You don't mean to be a baby, but dang.
There are several reasons paper cuts are so excruciating. First and foremost, blame it on nerve endings, specifically the vast number of them found in the areas where paper cuts typically occur.
Paper cuts usually happen on our finger tips, or sometimes on our lips and tongues. (Ever lick an envelope and get that sharp paper edge? Ouch!)
"The exquisite sensing abilities that makes our fingers, lips and tongue so good at what they normally do, also makes injuries all the more painful," writes Gabriel Neal, a clinical assistant professor of family medicine at Texas A&M University, in The Conversation.
These areas of the body have intricate nerve networks that are so sensitive they can distinguish between feelings of heat, cold, pressure and injury.
"Fingertips are how we explore the world, how we do small delicate tasks," Dr. Hayley Goldbach, a resident physician in dermatology at UCLA, told the BBC. "So it makes sense that we have a lot of nerve endings there. It's kind of a safety mechanism."
Reliving the pain over and over
These body parts also happen to be popular areas that we use all the time. So a cut on your finger, for example, will often reopen throughout the day as you use your phone, eat, work, drive or pretty much do anything that requires your hands.

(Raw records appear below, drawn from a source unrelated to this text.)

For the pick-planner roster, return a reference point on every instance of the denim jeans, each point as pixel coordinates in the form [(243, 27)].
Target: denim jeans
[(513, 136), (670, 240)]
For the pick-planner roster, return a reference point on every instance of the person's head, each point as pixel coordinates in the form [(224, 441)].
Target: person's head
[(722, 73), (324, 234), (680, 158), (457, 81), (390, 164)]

Surprisingly, the depth of the injury is also an issue. Paper cuts are shallow, so you would think they wouldn't be so painful. But they are deep enough to expose and aggravate the nerves, but not so deep that the injury bleeds.
Bleeding causes clotting and scabbing, allowing healing to occur without a constant barrage of annoying triggers as we go through the day. But because a bleed-free paper cut is so shallow, it isn't protected and is exposed over and over again, forcing you to keep reliving the pain.

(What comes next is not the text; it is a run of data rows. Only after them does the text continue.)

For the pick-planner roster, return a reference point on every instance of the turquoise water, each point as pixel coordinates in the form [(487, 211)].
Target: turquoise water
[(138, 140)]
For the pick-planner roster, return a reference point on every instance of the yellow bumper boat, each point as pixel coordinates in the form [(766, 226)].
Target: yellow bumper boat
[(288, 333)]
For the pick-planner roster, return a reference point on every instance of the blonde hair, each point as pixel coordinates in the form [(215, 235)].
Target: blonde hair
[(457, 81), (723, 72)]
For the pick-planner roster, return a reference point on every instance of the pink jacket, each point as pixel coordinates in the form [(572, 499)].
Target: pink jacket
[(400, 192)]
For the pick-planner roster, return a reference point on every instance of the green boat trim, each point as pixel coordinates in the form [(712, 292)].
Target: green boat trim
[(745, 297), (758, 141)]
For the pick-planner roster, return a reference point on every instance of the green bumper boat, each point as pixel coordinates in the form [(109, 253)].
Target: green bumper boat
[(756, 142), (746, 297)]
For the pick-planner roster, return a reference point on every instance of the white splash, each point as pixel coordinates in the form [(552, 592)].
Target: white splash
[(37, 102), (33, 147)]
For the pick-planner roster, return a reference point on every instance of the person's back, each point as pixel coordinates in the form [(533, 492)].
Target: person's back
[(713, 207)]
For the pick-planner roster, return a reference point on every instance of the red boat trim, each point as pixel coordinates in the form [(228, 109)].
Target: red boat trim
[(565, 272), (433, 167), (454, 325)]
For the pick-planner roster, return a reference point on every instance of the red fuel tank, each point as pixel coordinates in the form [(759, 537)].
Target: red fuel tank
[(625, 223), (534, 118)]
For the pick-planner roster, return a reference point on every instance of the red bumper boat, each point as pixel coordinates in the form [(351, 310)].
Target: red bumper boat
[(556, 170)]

This video from Scientific American shows exactly why a paper cut hurts so much.
Paper's not so harmless
On the surface, paper doesn't seem like it should be able to inflict much pain. Although it appears to be a smooth, straight edge, that's not the case.

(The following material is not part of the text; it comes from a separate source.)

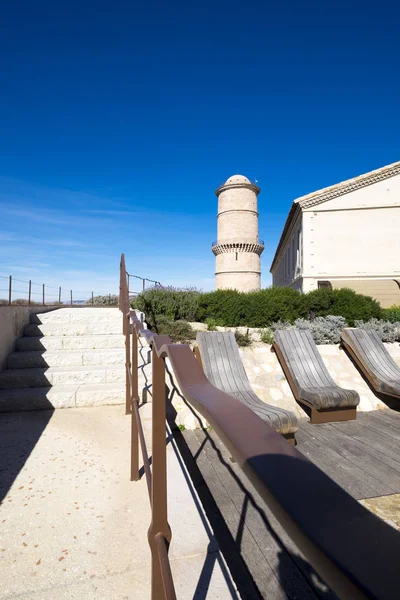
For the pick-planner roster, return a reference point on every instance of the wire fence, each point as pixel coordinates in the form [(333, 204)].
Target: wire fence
[(27, 292)]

The fibers on the edge of a piece of paper actually give it a serrated edge, like a tiny paper saw. So when the paper slices through your finger, it's sawing through your skin, leaving a jagged path of shredded, torn damage.
Depending on the paper (a much-handled library book or well-traveled mail, for example), there's also the chance of bacteria being distributed into your skin with that see-saw motion.
That's why Neal suggests immediately cleaning the cut with soap and water and covering it with a bandage for a few days to protect it from infection and from reopening.
In your head
There's also a psychological element to the pain of a paper cut. Because you tend to see the cut or feel the dull ache all day long, it's a constant reminder that it's there.
But maybe that's a good thing, Neal writes.
"Paper cuts are trivial, but they may invoke a complex emotional response," he says. "Paper cuts remind us that no matter how many times we have performed even a simple task, we are capable of accidentally hurting ourselves. If that makes us a little more sympathetic to our neighbor's pains, and a little more humble, then maybe paper cuts do us some good too. Maybe."